Determination of click–ELISA parameters. All assays were performed at a total Shh(1–11) peptide concentration of 1 μM. Alkynylated Shh(1–11) peptides were click chemistry functionalized with 10 μM azido-FLAG, 1 mM CuSO₄, 1 mM TCEP, and 1 mM TBTA for 1 h unless otherwise stated. FLAG-labeled Shh(1–11) was detected with α-FLAG-HRP at 1:20,000 dilution for 1 h unless otherwise stated.
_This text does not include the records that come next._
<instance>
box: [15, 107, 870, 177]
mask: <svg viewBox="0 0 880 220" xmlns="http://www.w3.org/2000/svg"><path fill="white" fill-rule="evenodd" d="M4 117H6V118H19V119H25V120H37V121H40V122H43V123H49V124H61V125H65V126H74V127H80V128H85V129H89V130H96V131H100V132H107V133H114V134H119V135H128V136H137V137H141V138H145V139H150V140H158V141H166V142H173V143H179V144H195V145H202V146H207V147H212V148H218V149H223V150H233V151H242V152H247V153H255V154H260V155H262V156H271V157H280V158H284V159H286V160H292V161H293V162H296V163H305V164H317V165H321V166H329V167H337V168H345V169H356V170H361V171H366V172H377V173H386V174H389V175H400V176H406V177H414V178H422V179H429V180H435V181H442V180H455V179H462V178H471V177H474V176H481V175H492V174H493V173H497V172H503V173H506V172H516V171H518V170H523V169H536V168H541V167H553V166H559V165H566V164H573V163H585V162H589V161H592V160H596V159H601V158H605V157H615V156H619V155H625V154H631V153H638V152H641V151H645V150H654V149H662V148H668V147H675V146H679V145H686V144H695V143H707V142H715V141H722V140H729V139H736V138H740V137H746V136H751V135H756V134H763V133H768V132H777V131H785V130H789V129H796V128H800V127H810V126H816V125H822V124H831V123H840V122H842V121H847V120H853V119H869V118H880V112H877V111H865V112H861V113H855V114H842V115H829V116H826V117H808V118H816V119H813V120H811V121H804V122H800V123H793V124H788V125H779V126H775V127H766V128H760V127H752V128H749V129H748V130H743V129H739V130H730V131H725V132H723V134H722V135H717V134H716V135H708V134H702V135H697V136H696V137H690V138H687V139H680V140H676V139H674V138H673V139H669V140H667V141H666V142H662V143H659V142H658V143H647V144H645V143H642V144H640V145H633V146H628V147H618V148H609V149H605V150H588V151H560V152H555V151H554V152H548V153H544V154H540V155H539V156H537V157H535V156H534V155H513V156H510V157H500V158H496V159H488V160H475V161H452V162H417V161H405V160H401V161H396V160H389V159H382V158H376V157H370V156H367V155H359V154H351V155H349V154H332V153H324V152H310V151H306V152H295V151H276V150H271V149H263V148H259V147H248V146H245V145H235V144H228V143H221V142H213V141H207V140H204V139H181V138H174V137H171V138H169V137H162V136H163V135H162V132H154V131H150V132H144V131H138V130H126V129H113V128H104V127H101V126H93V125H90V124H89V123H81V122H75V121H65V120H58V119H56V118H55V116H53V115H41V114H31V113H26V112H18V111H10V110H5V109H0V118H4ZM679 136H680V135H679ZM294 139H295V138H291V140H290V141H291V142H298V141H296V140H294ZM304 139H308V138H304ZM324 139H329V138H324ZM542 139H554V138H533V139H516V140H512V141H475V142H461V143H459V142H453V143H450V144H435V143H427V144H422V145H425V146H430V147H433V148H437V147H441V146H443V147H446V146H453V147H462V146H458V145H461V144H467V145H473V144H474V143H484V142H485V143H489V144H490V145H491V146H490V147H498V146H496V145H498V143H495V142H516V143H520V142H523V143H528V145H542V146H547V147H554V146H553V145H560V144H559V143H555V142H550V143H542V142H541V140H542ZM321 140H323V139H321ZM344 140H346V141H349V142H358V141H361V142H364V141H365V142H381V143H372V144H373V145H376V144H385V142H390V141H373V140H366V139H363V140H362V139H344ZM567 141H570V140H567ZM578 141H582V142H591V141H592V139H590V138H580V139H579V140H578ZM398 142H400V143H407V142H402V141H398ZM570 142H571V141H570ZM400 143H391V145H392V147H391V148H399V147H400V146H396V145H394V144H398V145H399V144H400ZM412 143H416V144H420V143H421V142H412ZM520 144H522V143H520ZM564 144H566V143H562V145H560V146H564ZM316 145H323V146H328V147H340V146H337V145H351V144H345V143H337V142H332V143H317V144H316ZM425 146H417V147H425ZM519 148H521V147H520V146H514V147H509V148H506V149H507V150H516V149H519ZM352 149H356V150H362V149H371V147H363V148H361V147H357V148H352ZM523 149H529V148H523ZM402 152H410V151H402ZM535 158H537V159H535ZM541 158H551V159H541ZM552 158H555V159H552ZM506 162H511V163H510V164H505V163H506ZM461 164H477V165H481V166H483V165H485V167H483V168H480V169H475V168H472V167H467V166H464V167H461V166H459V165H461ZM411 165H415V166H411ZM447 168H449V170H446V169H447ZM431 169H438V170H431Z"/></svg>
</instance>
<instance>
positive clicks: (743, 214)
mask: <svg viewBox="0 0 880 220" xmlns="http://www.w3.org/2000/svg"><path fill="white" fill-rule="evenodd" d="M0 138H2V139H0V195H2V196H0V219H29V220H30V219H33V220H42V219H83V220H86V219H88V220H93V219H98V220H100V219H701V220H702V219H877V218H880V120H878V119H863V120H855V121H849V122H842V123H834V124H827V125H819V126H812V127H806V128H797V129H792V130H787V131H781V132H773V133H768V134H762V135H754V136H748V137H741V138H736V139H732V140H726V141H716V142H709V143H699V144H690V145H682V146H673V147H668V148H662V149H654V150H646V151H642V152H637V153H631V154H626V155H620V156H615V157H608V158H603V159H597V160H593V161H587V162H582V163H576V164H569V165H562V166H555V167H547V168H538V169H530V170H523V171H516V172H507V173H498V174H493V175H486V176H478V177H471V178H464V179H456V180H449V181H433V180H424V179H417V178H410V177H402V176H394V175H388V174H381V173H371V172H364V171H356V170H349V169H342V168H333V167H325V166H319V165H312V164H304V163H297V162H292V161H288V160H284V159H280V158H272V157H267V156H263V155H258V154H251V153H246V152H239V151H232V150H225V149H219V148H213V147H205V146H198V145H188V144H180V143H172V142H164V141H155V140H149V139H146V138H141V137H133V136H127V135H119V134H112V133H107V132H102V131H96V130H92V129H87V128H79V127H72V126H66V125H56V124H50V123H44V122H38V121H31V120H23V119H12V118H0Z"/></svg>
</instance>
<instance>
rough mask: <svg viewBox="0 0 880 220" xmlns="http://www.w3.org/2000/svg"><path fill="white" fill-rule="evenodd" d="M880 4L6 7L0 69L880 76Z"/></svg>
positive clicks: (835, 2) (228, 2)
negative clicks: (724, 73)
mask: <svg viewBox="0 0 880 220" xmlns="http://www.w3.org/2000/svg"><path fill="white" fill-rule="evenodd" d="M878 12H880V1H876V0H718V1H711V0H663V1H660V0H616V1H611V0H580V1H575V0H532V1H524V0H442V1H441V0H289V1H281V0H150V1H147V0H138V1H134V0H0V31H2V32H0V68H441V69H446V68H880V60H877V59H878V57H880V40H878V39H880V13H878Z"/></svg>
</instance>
TMB reactions were developed for 10 min unless otherwise stated. (A) TMB development reaction time course of YnC₁₅-Shh(1–11) (0.4 μM) in the presence of Shh(1–11) (0.6 μM). Assays were performed in duplicate, n = 3. (B) α-FLAG-HRP binding time course of YnC₁₅-Shh(1–11) (0.1 μM) in the presence of Shh(1–11) (0.9 μM) (n = 3). (C) Click reaction time course of YnC₁₅-Shh(1–11) (0.1 μM) in the presence of Shh(1–11) (0.9 μM) (n = 3). (D) P100(sol)-catalyzed acylation of Shh(1–11) (1 μM) in the presence of YnC₁₅-CoA (1 μM). Assays were performed in duplicate, n = 3.

Fig.4

Structures of RU-SKI inhibitors and activity as assessed by click–ELISA. Inhibitors were synthesized as described in the supplementary material and were assayed over a six-log unit serial dilution from 100 μM. Samples were background corrected against heat-inactivated P100(sol) low control and normalized to vehicle-only high control. Assays were performed in duplicate, n = 3.

Fig.5

Validation of SDS stop conditions for click–ELISA kinetic analysis. The click–ELISA protocol was performed as described in Fig. 3. (A) Plate binding time course for YnC₁₅-Shh(1–11) (0.1 μM) and Shh(1–11) (0.9 μM) in the presence of 0.9% SDS. Assays were performed in duplicate, n = 3. (B) Click–ELISA signal in the presence of varying total peptide concentrations of 40% YnC₁₅-Shh(1–11)/Shh(1–11) mixture in the presence of 0.9% SDS. Assays were performed in duplicate, n = 3. (C) P100(sol)-catalyzed acylation of Shh(1–11) (1 μM) in the presence of YnC₁₅-CoA (1 μM) stopped by the addition of SDS to 0.9% (10%, w/v, 10 μl). Assays were performed in duplicate, n = 3.